Premiums is why I do not think metals are a good investment. Sure it could be, but the premium alone automatically puts you in a loss.
I wouldn't get too caught up in the "premium" issue. It's widely misunderstood in connection with precious metals ("PM").
First, part of the "premium" paid for government minted coins (as opposed to pure bullion in the form of rounds or ingots) is partly peace of mind in connection with authenticity, exchangeability and that it can be used as a form of payment (including payment of debt and taxes). While obviously not a good investment, a $1 Silver Eagle could be used as a form of payment of debt/taxes to the tune of $1; general bullion cannot. Government minted coins are also more recognizable, and trustworthy, which adds to their intrinsic value, beyond their actual PM content. Which isn't to say that government minted coins cannot be counterfeited, but doing so takes much more time and effort than say, for example, an ingot of unknown provenance. Thus some are willing to pay more for a minted coin vis-a-vis an ingot or round.
Second, there is a general misunderstanding between "spot price" and the price one can actually get their hands on the physical. Understand that the PM markets are
highly influenced by the larger banks, especially within ETF's, and that as a result, especially when it comes to Ag, "spot price" does not always reflect the real-world price of obtaining the physical.

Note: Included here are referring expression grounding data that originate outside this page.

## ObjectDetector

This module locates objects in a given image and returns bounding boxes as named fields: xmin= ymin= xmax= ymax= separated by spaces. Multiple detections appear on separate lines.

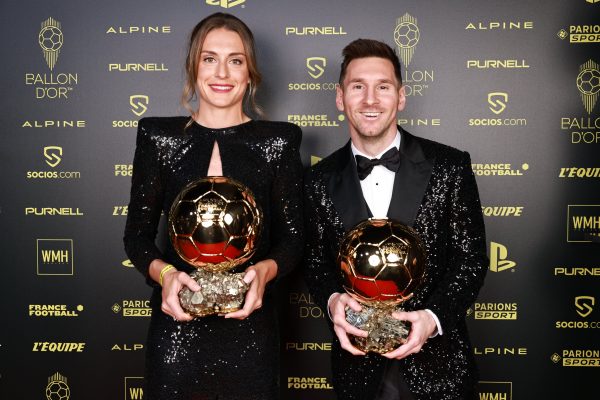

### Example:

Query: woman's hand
xmin=225 ymin=259 xmax=278 ymax=320
xmin=150 ymin=260 xmax=200 ymax=322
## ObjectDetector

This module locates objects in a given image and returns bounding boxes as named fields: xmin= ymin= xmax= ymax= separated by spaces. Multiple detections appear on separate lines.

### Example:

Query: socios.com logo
xmin=129 ymin=95 xmax=149 ymax=116
xmin=577 ymin=60 xmax=600 ymax=114
xmin=206 ymin=0 xmax=245 ymax=8
xmin=44 ymin=146 xmax=62 ymax=167
xmin=575 ymin=296 xmax=595 ymax=318
xmin=488 ymin=92 xmax=508 ymax=115
xmin=39 ymin=17 xmax=63 ymax=71
xmin=307 ymin=57 xmax=326 ymax=79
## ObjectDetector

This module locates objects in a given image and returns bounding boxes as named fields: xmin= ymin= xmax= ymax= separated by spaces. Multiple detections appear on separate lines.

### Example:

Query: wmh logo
xmin=37 ymin=239 xmax=73 ymax=275
xmin=125 ymin=377 xmax=144 ymax=400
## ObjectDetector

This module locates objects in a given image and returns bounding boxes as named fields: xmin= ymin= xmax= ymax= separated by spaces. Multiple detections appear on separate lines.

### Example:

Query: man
xmin=303 ymin=39 xmax=488 ymax=400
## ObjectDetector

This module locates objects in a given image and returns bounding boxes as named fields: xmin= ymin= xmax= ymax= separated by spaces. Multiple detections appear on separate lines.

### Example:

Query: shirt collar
xmin=351 ymin=130 xmax=401 ymax=159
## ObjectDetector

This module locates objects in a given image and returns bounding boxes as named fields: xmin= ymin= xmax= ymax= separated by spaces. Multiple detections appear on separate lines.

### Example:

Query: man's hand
xmin=382 ymin=310 xmax=437 ymax=360
xmin=329 ymin=293 xmax=369 ymax=356
xmin=225 ymin=259 xmax=277 ymax=320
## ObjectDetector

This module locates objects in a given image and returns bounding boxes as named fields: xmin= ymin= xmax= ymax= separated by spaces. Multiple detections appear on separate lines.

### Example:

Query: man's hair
xmin=338 ymin=39 xmax=403 ymax=87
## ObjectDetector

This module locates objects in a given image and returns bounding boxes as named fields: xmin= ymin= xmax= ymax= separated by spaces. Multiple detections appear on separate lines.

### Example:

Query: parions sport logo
xmin=112 ymin=300 xmax=152 ymax=317
xmin=25 ymin=17 xmax=79 ymax=100
xmin=394 ymin=13 xmax=434 ymax=97
xmin=557 ymin=24 xmax=600 ymax=43
xmin=551 ymin=349 xmax=600 ymax=367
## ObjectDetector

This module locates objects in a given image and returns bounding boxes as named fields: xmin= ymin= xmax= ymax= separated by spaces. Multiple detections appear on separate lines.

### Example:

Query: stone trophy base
xmin=179 ymin=269 xmax=248 ymax=317
xmin=346 ymin=305 xmax=410 ymax=354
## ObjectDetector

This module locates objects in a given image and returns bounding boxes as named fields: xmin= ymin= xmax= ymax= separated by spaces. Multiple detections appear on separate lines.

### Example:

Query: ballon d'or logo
xmin=577 ymin=60 xmax=600 ymax=114
xmin=394 ymin=13 xmax=420 ymax=67
xmin=39 ymin=17 xmax=63 ymax=71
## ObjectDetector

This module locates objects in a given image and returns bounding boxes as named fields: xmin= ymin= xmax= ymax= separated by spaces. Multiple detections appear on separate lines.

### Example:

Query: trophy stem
xmin=346 ymin=304 xmax=410 ymax=354
xmin=179 ymin=270 xmax=249 ymax=318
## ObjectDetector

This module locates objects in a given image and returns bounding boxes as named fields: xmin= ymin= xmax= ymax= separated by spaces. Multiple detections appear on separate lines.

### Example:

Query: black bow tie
xmin=355 ymin=147 xmax=401 ymax=180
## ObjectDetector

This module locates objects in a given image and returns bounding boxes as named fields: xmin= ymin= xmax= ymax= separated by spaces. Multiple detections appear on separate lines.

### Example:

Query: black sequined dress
xmin=124 ymin=117 xmax=303 ymax=400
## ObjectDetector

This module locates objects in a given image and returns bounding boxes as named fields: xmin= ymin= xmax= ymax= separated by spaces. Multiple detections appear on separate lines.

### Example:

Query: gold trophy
xmin=168 ymin=177 xmax=262 ymax=317
xmin=338 ymin=218 xmax=426 ymax=353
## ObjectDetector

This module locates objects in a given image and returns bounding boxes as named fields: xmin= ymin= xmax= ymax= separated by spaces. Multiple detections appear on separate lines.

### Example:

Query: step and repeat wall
xmin=1 ymin=0 xmax=598 ymax=399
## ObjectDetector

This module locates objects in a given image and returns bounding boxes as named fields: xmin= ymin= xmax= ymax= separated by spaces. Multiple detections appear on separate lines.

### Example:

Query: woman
xmin=123 ymin=12 xmax=303 ymax=400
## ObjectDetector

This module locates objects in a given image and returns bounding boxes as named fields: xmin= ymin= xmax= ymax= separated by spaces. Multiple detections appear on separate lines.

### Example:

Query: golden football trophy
xmin=338 ymin=218 xmax=426 ymax=353
xmin=168 ymin=177 xmax=262 ymax=317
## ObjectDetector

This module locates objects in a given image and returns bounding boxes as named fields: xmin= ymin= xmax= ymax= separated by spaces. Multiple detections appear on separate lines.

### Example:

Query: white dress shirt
xmin=328 ymin=130 xmax=443 ymax=337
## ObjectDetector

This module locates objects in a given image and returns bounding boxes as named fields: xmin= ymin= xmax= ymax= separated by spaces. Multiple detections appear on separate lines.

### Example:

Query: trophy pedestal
xmin=346 ymin=306 xmax=410 ymax=354
xmin=179 ymin=270 xmax=248 ymax=317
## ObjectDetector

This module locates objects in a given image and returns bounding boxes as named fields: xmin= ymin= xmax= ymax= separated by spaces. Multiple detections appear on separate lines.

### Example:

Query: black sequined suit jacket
xmin=124 ymin=117 xmax=303 ymax=399
xmin=303 ymin=128 xmax=488 ymax=400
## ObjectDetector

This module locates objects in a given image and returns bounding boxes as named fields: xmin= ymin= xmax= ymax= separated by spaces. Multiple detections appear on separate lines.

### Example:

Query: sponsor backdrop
xmin=1 ymin=0 xmax=598 ymax=399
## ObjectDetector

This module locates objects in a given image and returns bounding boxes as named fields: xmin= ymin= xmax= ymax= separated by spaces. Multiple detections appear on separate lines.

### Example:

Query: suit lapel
xmin=327 ymin=141 xmax=370 ymax=232
xmin=387 ymin=128 xmax=434 ymax=227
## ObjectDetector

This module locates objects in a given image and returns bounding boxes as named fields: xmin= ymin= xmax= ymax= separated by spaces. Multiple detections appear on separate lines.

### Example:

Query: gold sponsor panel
xmin=555 ymin=296 xmax=600 ymax=329
xmin=106 ymin=26 xmax=171 ymax=35
xmin=554 ymin=266 xmax=600 ymax=276
xmin=557 ymin=25 xmax=600 ymax=43
xmin=466 ymin=59 xmax=529 ymax=69
xmin=112 ymin=344 xmax=144 ymax=351
xmin=468 ymin=92 xmax=527 ymax=127
xmin=26 ymin=147 xmax=81 ymax=180
xmin=115 ymin=164 xmax=133 ymax=177
xmin=552 ymin=350 xmax=600 ymax=367
xmin=285 ymin=26 xmax=347 ymax=36
xmin=46 ymin=372 xmax=70 ymax=399
xmin=108 ymin=63 xmax=168 ymax=72
xmin=481 ymin=206 xmax=523 ymax=217
xmin=113 ymin=206 xmax=129 ymax=216
xmin=567 ymin=205 xmax=600 ymax=242
xmin=36 ymin=239 xmax=74 ymax=276
xmin=287 ymin=114 xmax=342 ymax=127
xmin=472 ymin=163 xmax=529 ymax=177
xmin=489 ymin=242 xmax=516 ymax=273
xmin=33 ymin=342 xmax=85 ymax=352
xmin=22 ymin=120 xmax=86 ymax=128
xmin=25 ymin=18 xmax=79 ymax=99
xmin=478 ymin=381 xmax=512 ymax=400
xmin=285 ymin=342 xmax=331 ymax=351
xmin=473 ymin=302 xmax=518 ymax=320
xmin=29 ymin=304 xmax=83 ymax=317
xmin=125 ymin=377 xmax=144 ymax=400
xmin=465 ymin=21 xmax=533 ymax=30
xmin=473 ymin=347 xmax=527 ymax=357
xmin=559 ymin=167 xmax=600 ymax=178
xmin=286 ymin=376 xmax=334 ymax=390
xmin=25 ymin=207 xmax=83 ymax=216
xmin=289 ymin=292 xmax=324 ymax=318
xmin=398 ymin=118 xmax=441 ymax=127
xmin=113 ymin=300 xmax=152 ymax=317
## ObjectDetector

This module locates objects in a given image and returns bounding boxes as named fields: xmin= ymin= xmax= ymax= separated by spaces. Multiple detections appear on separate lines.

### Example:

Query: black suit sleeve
xmin=123 ymin=118 xmax=165 ymax=287
xmin=302 ymin=169 xmax=345 ymax=312
xmin=424 ymin=151 xmax=488 ymax=332
xmin=265 ymin=124 xmax=305 ymax=280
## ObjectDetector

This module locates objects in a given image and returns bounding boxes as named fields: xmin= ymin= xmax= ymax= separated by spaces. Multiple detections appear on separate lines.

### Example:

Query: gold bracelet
xmin=159 ymin=264 xmax=175 ymax=286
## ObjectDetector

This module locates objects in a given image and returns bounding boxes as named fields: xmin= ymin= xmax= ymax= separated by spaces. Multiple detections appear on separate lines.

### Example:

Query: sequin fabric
xmin=124 ymin=117 xmax=304 ymax=400
xmin=303 ymin=129 xmax=488 ymax=400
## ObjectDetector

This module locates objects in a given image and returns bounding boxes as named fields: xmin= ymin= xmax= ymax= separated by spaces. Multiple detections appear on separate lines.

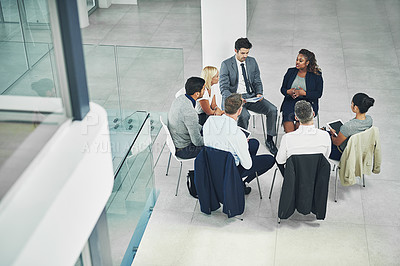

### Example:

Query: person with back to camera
xmin=329 ymin=93 xmax=375 ymax=160
xmin=203 ymin=93 xmax=275 ymax=195
xmin=220 ymin=37 xmax=278 ymax=155
xmin=280 ymin=49 xmax=323 ymax=133
xmin=276 ymin=100 xmax=331 ymax=176
xmin=196 ymin=66 xmax=224 ymax=125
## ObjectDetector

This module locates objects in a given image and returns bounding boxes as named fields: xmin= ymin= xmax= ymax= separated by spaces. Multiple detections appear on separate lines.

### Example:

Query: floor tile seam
xmin=363 ymin=223 xmax=400 ymax=229
xmin=190 ymin=200 xmax=198 ymax=222
xmin=334 ymin=1 xmax=350 ymax=101
xmin=384 ymin=1 xmax=400 ymax=69
xmin=360 ymin=178 xmax=400 ymax=184
xmin=151 ymin=207 xmax=197 ymax=216
xmin=246 ymin=0 xmax=257 ymax=33
xmin=291 ymin=0 xmax=296 ymax=49
xmin=273 ymin=218 xmax=278 ymax=266
xmin=361 ymin=191 xmax=372 ymax=265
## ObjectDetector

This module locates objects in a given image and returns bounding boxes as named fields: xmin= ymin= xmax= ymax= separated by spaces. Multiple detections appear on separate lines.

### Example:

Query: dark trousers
xmin=238 ymin=98 xmax=278 ymax=136
xmin=175 ymin=143 xmax=204 ymax=159
xmin=198 ymin=113 xmax=209 ymax=126
xmin=237 ymin=139 xmax=275 ymax=183
xmin=329 ymin=142 xmax=342 ymax=161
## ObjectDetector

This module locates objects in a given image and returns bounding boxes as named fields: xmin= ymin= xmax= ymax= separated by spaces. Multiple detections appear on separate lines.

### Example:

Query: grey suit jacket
xmin=219 ymin=55 xmax=263 ymax=107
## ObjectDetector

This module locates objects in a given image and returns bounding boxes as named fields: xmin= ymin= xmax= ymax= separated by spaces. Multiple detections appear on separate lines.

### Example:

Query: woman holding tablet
xmin=329 ymin=93 xmax=375 ymax=160
xmin=197 ymin=66 xmax=224 ymax=125
xmin=280 ymin=49 xmax=323 ymax=133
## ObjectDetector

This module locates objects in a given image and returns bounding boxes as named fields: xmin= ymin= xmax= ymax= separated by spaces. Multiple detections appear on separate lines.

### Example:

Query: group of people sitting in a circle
xmin=168 ymin=37 xmax=375 ymax=195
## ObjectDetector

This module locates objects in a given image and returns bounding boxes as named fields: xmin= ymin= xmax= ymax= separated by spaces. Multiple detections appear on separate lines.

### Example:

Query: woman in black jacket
xmin=280 ymin=49 xmax=323 ymax=133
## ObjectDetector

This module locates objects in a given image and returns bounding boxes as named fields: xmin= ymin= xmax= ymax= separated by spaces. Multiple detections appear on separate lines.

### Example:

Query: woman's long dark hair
xmin=299 ymin=49 xmax=321 ymax=75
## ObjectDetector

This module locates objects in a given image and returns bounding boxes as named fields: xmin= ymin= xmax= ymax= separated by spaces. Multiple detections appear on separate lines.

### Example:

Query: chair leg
xmin=252 ymin=115 xmax=256 ymax=128
xmin=175 ymin=162 xmax=183 ymax=196
xmin=275 ymin=113 xmax=281 ymax=144
xmin=269 ymin=168 xmax=277 ymax=199
xmin=261 ymin=115 xmax=267 ymax=141
xmin=362 ymin=174 xmax=365 ymax=187
xmin=166 ymin=152 xmax=172 ymax=176
xmin=277 ymin=217 xmax=281 ymax=224
xmin=255 ymin=172 xmax=262 ymax=199
xmin=334 ymin=166 xmax=338 ymax=202
xmin=317 ymin=113 xmax=320 ymax=128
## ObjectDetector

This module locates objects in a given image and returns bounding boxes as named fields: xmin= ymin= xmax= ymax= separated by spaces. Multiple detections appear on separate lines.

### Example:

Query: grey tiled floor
xmin=82 ymin=0 xmax=400 ymax=265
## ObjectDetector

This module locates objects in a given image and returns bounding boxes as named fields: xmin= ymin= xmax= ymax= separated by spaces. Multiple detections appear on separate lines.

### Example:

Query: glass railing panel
xmin=2 ymin=42 xmax=56 ymax=96
xmin=116 ymin=46 xmax=184 ymax=119
xmin=83 ymin=44 xmax=120 ymax=111
xmin=0 ymin=0 xmax=20 ymax=23
xmin=109 ymin=111 xmax=149 ymax=175
xmin=83 ymin=44 xmax=183 ymax=264
xmin=0 ymin=17 xmax=22 ymax=42
xmin=105 ymin=116 xmax=156 ymax=266
xmin=24 ymin=0 xmax=50 ymax=24
xmin=0 ymin=41 xmax=28 ymax=94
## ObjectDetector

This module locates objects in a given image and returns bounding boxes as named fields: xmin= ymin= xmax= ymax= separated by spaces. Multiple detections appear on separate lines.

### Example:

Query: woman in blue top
xmin=329 ymin=93 xmax=375 ymax=160
xmin=280 ymin=49 xmax=323 ymax=133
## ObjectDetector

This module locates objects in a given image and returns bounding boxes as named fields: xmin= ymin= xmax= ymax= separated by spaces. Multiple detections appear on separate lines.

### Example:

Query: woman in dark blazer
xmin=280 ymin=49 xmax=323 ymax=133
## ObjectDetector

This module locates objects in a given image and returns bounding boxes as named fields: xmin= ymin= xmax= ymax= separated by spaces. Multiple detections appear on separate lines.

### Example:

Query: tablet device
xmin=238 ymin=127 xmax=251 ymax=139
xmin=327 ymin=119 xmax=343 ymax=136
xmin=245 ymin=96 xmax=263 ymax=103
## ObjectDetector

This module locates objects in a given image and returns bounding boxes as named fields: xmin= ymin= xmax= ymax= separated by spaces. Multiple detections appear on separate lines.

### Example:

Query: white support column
xmin=98 ymin=0 xmax=112 ymax=8
xmin=112 ymin=0 xmax=137 ymax=4
xmin=76 ymin=0 xmax=89 ymax=28
xmin=201 ymin=0 xmax=247 ymax=69
xmin=98 ymin=0 xmax=137 ymax=7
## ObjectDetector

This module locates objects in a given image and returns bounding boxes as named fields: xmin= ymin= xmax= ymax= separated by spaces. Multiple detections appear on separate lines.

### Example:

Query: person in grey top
xmin=168 ymin=77 xmax=205 ymax=159
xmin=220 ymin=38 xmax=278 ymax=155
xmin=329 ymin=93 xmax=375 ymax=160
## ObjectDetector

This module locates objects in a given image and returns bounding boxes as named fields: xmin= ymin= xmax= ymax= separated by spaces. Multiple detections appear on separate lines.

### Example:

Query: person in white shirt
xmin=196 ymin=66 xmax=224 ymax=125
xmin=203 ymin=93 xmax=275 ymax=194
xmin=276 ymin=100 xmax=331 ymax=175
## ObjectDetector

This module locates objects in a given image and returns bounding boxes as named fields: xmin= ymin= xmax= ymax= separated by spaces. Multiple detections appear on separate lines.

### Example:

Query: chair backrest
xmin=159 ymin=116 xmax=177 ymax=155
xmin=339 ymin=126 xmax=381 ymax=185
xmin=195 ymin=146 xmax=244 ymax=218
xmin=175 ymin=87 xmax=185 ymax=98
xmin=342 ymin=126 xmax=379 ymax=154
xmin=279 ymin=153 xmax=331 ymax=220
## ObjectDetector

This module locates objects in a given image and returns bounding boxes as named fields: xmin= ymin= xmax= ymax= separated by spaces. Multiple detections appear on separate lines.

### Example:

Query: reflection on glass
xmin=86 ymin=0 xmax=95 ymax=12
xmin=0 ymin=0 xmax=66 ymax=195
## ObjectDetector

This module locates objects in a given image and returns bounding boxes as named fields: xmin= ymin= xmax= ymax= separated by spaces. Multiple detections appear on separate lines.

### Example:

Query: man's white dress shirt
xmin=203 ymin=114 xmax=252 ymax=169
xmin=235 ymin=57 xmax=248 ymax=95
xmin=276 ymin=125 xmax=331 ymax=164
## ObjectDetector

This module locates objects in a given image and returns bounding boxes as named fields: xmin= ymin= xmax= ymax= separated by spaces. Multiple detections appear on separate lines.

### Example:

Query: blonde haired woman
xmin=197 ymin=66 xmax=224 ymax=125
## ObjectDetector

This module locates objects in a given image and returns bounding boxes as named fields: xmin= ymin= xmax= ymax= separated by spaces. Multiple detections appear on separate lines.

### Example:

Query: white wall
xmin=201 ymin=0 xmax=247 ymax=107
xmin=0 ymin=103 xmax=114 ymax=266
xmin=201 ymin=0 xmax=247 ymax=69
xmin=77 ymin=0 xmax=89 ymax=28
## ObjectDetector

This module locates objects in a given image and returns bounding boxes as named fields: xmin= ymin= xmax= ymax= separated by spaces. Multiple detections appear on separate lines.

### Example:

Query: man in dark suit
xmin=220 ymin=38 xmax=278 ymax=155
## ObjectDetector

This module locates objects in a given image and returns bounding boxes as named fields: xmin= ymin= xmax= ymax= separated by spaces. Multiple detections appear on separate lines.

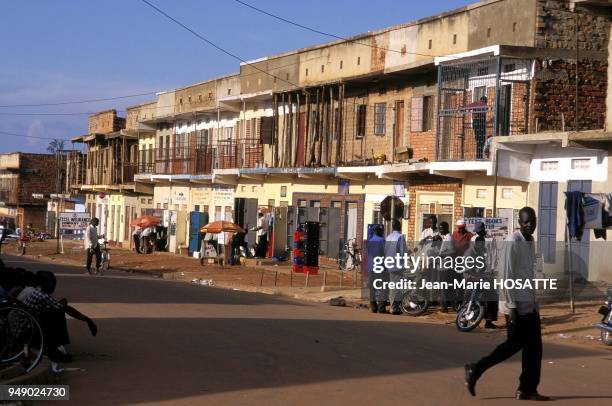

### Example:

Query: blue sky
xmin=0 ymin=0 xmax=473 ymax=153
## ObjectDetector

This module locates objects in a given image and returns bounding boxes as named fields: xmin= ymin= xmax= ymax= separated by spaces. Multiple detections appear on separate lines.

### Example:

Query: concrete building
xmin=70 ymin=109 xmax=153 ymax=246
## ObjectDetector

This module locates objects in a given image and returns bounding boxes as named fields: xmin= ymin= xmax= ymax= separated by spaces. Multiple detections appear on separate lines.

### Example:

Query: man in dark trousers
xmin=367 ymin=225 xmax=388 ymax=313
xmin=465 ymin=207 xmax=550 ymax=401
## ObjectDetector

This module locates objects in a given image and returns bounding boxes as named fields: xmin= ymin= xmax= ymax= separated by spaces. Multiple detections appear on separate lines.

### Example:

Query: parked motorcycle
xmin=596 ymin=288 xmax=612 ymax=346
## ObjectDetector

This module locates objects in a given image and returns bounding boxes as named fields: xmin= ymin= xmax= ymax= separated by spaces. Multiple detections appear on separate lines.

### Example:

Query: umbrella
xmin=130 ymin=215 xmax=162 ymax=228
xmin=200 ymin=220 xmax=245 ymax=234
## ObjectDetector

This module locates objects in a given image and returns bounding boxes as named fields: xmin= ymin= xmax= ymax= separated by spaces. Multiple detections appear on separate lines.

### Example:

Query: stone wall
xmin=532 ymin=58 xmax=608 ymax=131
xmin=88 ymin=110 xmax=125 ymax=134
xmin=535 ymin=0 xmax=610 ymax=51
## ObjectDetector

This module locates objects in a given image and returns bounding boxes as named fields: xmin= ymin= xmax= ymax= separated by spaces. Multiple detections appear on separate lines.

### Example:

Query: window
xmin=476 ymin=189 xmax=487 ymax=199
xmin=188 ymin=96 xmax=191 ymax=103
xmin=194 ymin=205 xmax=200 ymax=212
xmin=453 ymin=34 xmax=457 ymax=45
xmin=331 ymin=201 xmax=342 ymax=209
xmin=374 ymin=103 xmax=386 ymax=135
xmin=148 ymin=198 xmax=153 ymax=204
xmin=298 ymin=199 xmax=307 ymax=207
xmin=428 ymin=39 xmax=432 ymax=49
xmin=571 ymin=158 xmax=591 ymax=170
xmin=422 ymin=96 xmax=434 ymax=131
xmin=502 ymin=188 xmax=513 ymax=199
xmin=540 ymin=161 xmax=559 ymax=171
xmin=356 ymin=105 xmax=367 ymax=138
xmin=251 ymin=186 xmax=257 ymax=192
xmin=280 ymin=186 xmax=287 ymax=197
xmin=306 ymin=68 xmax=309 ymax=76
xmin=503 ymin=64 xmax=516 ymax=73
xmin=321 ymin=65 xmax=325 ymax=73
xmin=474 ymin=86 xmax=487 ymax=102
xmin=513 ymin=22 xmax=517 ymax=32
xmin=241 ymin=186 xmax=246 ymax=192
xmin=198 ymin=95 xmax=202 ymax=102
xmin=340 ymin=60 xmax=343 ymax=69
xmin=141 ymin=198 xmax=146 ymax=204
xmin=286 ymin=73 xmax=289 ymax=80
xmin=268 ymin=199 xmax=275 ymax=208
xmin=357 ymin=56 xmax=361 ymax=65
xmin=179 ymin=98 xmax=183 ymax=105
xmin=487 ymin=28 xmax=491 ymax=38
xmin=477 ymin=66 xmax=489 ymax=76
xmin=310 ymin=200 xmax=321 ymax=208
xmin=227 ymin=88 xmax=232 ymax=95
xmin=174 ymin=133 xmax=182 ymax=155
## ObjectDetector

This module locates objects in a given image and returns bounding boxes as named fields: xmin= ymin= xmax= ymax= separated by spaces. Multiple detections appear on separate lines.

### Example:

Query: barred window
xmin=374 ymin=103 xmax=386 ymax=135
xmin=355 ymin=105 xmax=366 ymax=138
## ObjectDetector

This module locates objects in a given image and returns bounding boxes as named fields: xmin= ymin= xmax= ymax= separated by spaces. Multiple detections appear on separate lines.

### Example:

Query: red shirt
xmin=453 ymin=230 xmax=473 ymax=256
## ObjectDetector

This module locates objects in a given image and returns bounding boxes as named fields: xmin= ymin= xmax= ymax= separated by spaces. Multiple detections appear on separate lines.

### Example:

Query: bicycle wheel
xmin=0 ymin=305 xmax=44 ymax=373
xmin=455 ymin=302 xmax=485 ymax=332
xmin=400 ymin=290 xmax=429 ymax=316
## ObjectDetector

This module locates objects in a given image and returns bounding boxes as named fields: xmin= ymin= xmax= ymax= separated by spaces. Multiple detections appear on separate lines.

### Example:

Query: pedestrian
xmin=419 ymin=214 xmax=439 ymax=253
xmin=453 ymin=219 xmax=473 ymax=256
xmin=465 ymin=207 xmax=550 ymax=401
xmin=141 ymin=226 xmax=153 ymax=254
xmin=367 ymin=225 xmax=388 ymax=313
xmin=472 ymin=96 xmax=488 ymax=159
xmin=384 ymin=219 xmax=408 ymax=315
xmin=464 ymin=221 xmax=499 ymax=329
xmin=84 ymin=218 xmax=102 ymax=275
xmin=16 ymin=270 xmax=97 ymax=364
xmin=253 ymin=211 xmax=268 ymax=258
xmin=430 ymin=221 xmax=455 ymax=312
xmin=132 ymin=227 xmax=142 ymax=254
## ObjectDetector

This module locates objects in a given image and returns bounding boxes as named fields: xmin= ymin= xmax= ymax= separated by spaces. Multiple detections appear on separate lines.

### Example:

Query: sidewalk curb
xmin=1 ymin=359 xmax=55 ymax=386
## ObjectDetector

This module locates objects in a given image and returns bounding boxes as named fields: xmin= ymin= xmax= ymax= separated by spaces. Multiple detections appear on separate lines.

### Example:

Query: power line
xmin=0 ymin=91 xmax=157 ymax=108
xmin=139 ymin=0 xmax=302 ymax=90
xmin=0 ymin=130 xmax=69 ymax=141
xmin=233 ymin=0 xmax=435 ymax=57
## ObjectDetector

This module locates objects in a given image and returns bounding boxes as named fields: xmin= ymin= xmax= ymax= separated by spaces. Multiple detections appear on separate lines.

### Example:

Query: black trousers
xmin=39 ymin=309 xmax=70 ymax=361
xmin=133 ymin=235 xmax=141 ymax=253
xmin=367 ymin=271 xmax=389 ymax=303
xmin=86 ymin=246 xmax=101 ymax=271
xmin=474 ymin=312 xmax=542 ymax=393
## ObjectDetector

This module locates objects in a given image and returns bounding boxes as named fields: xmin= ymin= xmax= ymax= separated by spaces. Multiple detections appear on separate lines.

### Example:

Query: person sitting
xmin=17 ymin=270 xmax=97 ymax=363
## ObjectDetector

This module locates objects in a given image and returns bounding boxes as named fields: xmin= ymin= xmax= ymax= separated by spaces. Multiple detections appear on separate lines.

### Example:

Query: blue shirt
xmin=385 ymin=231 xmax=407 ymax=273
xmin=367 ymin=234 xmax=385 ymax=274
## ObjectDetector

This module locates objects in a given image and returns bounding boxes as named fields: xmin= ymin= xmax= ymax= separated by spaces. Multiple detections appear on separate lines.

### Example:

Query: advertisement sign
xmin=59 ymin=212 xmax=91 ymax=230
xmin=465 ymin=217 xmax=509 ymax=239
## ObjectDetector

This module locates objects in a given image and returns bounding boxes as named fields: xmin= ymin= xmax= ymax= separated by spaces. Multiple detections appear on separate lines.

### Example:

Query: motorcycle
xmin=596 ymin=288 xmax=612 ymax=346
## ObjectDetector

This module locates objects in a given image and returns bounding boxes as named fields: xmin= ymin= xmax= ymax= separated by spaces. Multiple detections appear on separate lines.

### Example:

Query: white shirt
xmin=257 ymin=216 xmax=267 ymax=236
xmin=142 ymin=227 xmax=153 ymax=237
xmin=498 ymin=231 xmax=538 ymax=315
xmin=84 ymin=224 xmax=99 ymax=250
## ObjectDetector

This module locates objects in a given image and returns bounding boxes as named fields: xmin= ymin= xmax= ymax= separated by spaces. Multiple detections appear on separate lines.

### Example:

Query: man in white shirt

In that regard, and setting aside for the moment the issue of the "premium" paid for government minted coins, it is partly incorrect to consider the difference between spot and physical as a "premium," but instead should be looked at, in part, as to how far off, or rather suppressed, the spot market price is in relation to the actual cost of obtaining the physical. For example, I mentioned in a previous post that several years ago I was paying about a $2.50 "premium" for Ag Eagles, but at the same time I was also paying about $1 over spot (about 6.7%) to obtain bullion. Now, in each instance, there's obviously seller fees (read: arbitrage), but the "spot price" and real-world price of obtaining the physical were not that far off. Fast forward to the early stages of the scamdemic, to about the summer of 2020, wherein the spot price of Ag had not risen all that much, but the real world demand of the physical was pushing the cost to about $20 or more per troy ounce. This difference, while called by some a "premium," was really an indication of how far off the paper market was in relation to real-world demand.
So why the difference in the spot price vs. real-world demand for the physical? Well, I'm no expert in this area, but it is my understanding that this again goes back to the larger banks, and more especially the ETF's. While in theory, if you were to buy a share of an ETF, you could bring that share to the bank and exchange that share for its equivalent in the physical. In other words, when a bank issues ETF shares, they are supposed to back every single share up with its equivalent physical. But they don't. And that's why the market, especially the Ag market, has been so manipulated. If there were a run on the physical in connection with ETF's, my guess is that a few major banks would be going under.